Leaders of the Alaska House of Representatives, including House Speaker Mike Chenault, are questioning whether Alaska’s high tax rate on oil and gas is hampering new exploration.

“We think that there are some issues there with the ACES language and we’d like to get some clarifications so that we can determine if the legislation is working properly, or if we need to make changes,” Chenault said. “We’re focusing on how it affects job opportunities and exploration opportunities today versus 2007, when the tax was enacted.”

ACES is the Alaska Clear and Equitable Share statute, Alaska’s oil and gas production tax law.

Chenault and 14 others in the Republican Majority of the in the 40-member state House sent a letter Dec. 4 to Gov. Sean Parnell, a Republican, asking the governor to examine the tax.

The move indicates a likely battle over the tax when the Legislature convenes its 2010 session in January. Parnell, who took office last summer when former Gov. Sarah Palin resigned, inherited the tax system and much of oil and gas tax policies of the Palin’s administration, including the ACES tax.

In the letter legislators said they are concerned over slowing industry activity and cited ConocoPhillips’ recent decision to cease onshore exploration in Alaska in favor of offshore, where state taxes do not apply, and BP’s reduction in its 2010 capital spending plans, as examples of adverse impacts of the tax

BP and ConocoPhillips both have said recently that the Alaska tax, coupled with high costs of working in remote areas, creates a poor investment climate in the state.

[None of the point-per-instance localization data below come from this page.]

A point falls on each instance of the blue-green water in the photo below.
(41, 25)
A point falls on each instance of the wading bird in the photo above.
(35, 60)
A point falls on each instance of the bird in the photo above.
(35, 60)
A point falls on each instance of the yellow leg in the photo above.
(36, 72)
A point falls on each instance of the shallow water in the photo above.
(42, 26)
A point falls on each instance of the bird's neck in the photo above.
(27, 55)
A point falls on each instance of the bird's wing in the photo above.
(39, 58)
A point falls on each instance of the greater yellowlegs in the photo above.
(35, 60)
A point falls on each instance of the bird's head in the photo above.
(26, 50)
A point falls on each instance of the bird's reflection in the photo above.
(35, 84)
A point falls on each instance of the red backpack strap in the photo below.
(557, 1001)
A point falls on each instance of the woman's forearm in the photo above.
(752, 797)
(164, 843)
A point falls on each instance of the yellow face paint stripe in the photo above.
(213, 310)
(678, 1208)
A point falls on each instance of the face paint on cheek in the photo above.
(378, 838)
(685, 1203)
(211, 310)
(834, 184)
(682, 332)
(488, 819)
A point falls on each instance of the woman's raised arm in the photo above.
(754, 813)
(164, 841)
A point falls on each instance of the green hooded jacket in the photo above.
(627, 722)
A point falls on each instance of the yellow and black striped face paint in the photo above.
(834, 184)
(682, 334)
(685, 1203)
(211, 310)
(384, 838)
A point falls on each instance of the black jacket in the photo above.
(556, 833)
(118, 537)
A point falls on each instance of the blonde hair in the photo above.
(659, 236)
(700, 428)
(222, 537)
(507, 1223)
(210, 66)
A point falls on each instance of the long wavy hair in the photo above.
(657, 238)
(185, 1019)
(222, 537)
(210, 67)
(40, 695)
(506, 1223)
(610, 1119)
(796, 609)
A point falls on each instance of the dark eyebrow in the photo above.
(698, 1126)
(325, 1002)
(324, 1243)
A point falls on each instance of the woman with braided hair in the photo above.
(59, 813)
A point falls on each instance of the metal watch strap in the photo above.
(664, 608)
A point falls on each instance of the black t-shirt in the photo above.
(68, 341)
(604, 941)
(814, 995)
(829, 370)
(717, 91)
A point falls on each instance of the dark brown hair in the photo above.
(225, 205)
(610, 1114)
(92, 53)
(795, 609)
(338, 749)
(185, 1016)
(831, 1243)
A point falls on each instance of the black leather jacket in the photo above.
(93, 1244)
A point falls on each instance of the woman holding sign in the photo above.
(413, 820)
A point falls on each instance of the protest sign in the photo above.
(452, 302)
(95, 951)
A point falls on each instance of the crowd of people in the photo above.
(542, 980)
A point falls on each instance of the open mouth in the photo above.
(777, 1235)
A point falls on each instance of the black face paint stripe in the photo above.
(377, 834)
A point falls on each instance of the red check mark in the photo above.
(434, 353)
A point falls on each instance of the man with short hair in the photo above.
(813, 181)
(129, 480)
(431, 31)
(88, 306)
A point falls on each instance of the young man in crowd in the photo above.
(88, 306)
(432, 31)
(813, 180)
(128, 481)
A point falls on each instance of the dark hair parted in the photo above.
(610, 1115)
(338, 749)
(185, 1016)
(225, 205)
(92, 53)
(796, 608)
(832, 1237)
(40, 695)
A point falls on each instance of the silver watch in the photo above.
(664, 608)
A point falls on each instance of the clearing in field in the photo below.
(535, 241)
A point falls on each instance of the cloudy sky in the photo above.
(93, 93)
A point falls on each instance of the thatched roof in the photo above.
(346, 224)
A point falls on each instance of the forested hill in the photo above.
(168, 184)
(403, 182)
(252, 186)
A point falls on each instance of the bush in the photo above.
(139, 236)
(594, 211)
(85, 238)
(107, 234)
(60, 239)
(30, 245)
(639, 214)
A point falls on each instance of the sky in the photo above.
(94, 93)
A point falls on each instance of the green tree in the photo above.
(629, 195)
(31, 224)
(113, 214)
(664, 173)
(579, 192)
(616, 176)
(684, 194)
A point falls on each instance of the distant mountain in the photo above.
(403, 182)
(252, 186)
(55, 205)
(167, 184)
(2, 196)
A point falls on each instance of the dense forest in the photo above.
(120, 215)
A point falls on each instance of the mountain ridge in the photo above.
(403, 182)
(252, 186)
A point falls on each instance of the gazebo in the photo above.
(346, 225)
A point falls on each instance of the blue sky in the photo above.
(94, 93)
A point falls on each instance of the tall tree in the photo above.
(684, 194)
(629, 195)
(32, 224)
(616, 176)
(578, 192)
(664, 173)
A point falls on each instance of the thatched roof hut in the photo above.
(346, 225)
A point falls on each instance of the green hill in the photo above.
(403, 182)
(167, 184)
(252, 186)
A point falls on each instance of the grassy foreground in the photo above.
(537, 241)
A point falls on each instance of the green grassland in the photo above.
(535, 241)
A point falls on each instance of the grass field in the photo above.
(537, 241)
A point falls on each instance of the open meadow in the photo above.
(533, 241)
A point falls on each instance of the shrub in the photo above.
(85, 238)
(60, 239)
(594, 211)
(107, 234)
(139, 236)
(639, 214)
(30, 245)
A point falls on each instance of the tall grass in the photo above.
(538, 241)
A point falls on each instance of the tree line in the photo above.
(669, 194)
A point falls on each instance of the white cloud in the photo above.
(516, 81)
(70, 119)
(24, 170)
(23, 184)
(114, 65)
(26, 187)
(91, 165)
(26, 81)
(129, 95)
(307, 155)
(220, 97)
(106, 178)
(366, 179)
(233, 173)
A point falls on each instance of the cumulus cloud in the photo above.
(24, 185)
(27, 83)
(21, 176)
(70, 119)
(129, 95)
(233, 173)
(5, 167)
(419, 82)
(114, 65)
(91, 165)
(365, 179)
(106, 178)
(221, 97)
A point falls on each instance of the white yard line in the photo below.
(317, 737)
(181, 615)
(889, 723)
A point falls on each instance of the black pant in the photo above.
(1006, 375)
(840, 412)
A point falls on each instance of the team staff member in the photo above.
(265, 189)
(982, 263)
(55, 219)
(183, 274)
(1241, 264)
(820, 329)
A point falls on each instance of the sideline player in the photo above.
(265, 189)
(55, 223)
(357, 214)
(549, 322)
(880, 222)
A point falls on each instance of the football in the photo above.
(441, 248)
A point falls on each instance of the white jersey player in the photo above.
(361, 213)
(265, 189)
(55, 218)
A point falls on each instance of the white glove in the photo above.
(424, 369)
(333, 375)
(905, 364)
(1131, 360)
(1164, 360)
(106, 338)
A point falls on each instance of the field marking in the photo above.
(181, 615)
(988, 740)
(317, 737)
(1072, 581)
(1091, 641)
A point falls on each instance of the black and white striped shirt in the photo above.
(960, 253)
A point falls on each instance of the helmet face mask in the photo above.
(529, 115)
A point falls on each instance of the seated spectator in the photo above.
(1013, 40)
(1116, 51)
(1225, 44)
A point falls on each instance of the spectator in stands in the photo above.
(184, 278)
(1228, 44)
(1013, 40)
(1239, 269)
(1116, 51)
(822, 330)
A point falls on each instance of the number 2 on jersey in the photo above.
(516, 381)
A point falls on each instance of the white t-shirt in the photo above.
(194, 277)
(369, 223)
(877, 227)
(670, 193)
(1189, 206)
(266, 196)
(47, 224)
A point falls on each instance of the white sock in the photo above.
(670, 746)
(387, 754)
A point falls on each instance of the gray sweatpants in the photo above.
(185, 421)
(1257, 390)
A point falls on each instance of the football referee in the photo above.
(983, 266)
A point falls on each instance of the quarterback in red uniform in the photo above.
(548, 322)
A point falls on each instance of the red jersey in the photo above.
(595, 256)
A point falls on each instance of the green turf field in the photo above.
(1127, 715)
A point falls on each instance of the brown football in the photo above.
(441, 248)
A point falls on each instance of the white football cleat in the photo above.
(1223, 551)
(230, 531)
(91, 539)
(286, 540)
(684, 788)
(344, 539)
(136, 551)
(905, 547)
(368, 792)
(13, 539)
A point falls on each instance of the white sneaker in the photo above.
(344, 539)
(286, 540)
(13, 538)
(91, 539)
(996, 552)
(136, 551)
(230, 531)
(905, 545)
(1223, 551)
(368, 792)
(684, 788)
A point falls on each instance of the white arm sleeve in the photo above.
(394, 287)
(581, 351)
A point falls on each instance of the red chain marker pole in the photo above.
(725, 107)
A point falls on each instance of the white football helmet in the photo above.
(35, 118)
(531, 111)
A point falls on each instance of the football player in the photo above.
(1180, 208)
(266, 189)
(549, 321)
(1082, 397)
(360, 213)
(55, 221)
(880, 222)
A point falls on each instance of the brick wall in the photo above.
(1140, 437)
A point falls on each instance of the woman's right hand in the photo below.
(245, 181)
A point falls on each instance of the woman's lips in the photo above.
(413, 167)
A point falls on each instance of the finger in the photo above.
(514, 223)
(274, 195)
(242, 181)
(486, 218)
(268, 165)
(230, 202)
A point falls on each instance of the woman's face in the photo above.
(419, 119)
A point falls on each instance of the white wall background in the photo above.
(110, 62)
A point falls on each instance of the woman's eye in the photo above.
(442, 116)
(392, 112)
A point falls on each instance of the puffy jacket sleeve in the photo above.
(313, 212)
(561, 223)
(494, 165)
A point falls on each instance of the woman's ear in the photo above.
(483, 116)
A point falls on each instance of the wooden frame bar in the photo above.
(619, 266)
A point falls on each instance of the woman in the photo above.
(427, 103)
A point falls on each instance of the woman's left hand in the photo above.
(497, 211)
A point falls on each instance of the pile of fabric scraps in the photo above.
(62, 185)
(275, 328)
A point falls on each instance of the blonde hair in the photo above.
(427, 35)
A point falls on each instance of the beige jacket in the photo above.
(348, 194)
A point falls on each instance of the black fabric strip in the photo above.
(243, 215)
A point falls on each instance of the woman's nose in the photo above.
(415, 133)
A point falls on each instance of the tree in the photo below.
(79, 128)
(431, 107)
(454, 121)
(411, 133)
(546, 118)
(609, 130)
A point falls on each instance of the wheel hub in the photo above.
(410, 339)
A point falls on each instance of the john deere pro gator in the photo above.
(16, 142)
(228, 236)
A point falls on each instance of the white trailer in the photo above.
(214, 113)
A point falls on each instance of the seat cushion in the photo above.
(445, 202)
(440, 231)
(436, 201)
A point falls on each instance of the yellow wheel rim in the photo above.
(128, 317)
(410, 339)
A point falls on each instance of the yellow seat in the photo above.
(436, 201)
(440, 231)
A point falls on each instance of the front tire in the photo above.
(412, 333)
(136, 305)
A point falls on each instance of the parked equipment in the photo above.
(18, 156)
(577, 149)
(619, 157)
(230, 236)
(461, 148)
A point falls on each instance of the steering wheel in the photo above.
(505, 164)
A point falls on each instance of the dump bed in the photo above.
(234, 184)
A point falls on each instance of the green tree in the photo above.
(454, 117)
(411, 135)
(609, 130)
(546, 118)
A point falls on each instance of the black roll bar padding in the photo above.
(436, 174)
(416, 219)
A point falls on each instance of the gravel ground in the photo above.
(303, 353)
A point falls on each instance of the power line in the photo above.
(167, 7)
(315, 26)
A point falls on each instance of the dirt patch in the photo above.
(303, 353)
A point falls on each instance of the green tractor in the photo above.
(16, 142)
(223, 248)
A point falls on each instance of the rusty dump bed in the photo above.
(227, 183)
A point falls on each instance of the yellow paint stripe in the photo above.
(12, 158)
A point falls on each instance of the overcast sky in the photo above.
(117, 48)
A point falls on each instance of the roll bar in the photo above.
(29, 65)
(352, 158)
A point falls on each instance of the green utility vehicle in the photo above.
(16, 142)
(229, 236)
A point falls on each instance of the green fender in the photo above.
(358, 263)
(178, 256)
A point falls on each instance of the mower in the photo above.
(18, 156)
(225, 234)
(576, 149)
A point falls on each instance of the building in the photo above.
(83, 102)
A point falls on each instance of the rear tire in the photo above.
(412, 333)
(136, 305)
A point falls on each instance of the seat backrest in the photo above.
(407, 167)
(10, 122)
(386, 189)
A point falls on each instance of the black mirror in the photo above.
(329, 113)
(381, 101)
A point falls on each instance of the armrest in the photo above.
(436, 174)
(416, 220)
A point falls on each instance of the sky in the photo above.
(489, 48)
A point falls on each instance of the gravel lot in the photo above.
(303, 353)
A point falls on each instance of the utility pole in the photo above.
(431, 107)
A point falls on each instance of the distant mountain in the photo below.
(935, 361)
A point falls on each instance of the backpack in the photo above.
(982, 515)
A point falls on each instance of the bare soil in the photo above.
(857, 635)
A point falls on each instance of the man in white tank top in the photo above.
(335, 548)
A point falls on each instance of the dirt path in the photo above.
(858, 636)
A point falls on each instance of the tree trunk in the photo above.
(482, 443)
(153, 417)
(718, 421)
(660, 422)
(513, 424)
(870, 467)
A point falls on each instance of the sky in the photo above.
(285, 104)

The four-page letter presents nine questions to the administration concerning the production tax, asking for information in industry bidding in state lease sales, oil and gas employment numbers and requests for new drilling permits and rig counts.

Drilling on new production wells and particularly exploration wells has been in a decline since 2007, when the revised state tax was passed, and industry officials have complained that the high state tax rate, which can exceed 70 percent, is partly to blame.

“There is mounting evidence that ACES may wind up doing more harm than good to future oil development. That possibility needs to be examined as quickly as possible,” the letter said.

“My district in particular has been hit hard by job losses as a direct result of the actions of government,” House Resources Committee Co-Chair Craig Johnson, R-Anchorage, said. “It is critical that we identify the reasons the tax increases in ACES have stifled investment and correct those oversights as quickly as possible.”

Alaska’s production tax statute imposes a base tax rate of 25 percent tax on producers’ net profits, but a formula in the tax statute increases the rate as crude oil prices rise. At $70 per barrel crude oil prices the average tax rate is over 50 percent of net profits.

If oil prices were to increase over $100 per barrel to tax rate could reach as high as 85 percent, according to Roger Marks, a retired state economist who helped develop the state net profits tax.

Prior to 2006 the state had a production tax on gross revenues but changed that year to a net profits tax. In 2007, as oil prices increased sharply, the

Legislature raised the tax rate and inserted a formula that automatically ratchets up the tax as oil prices climb.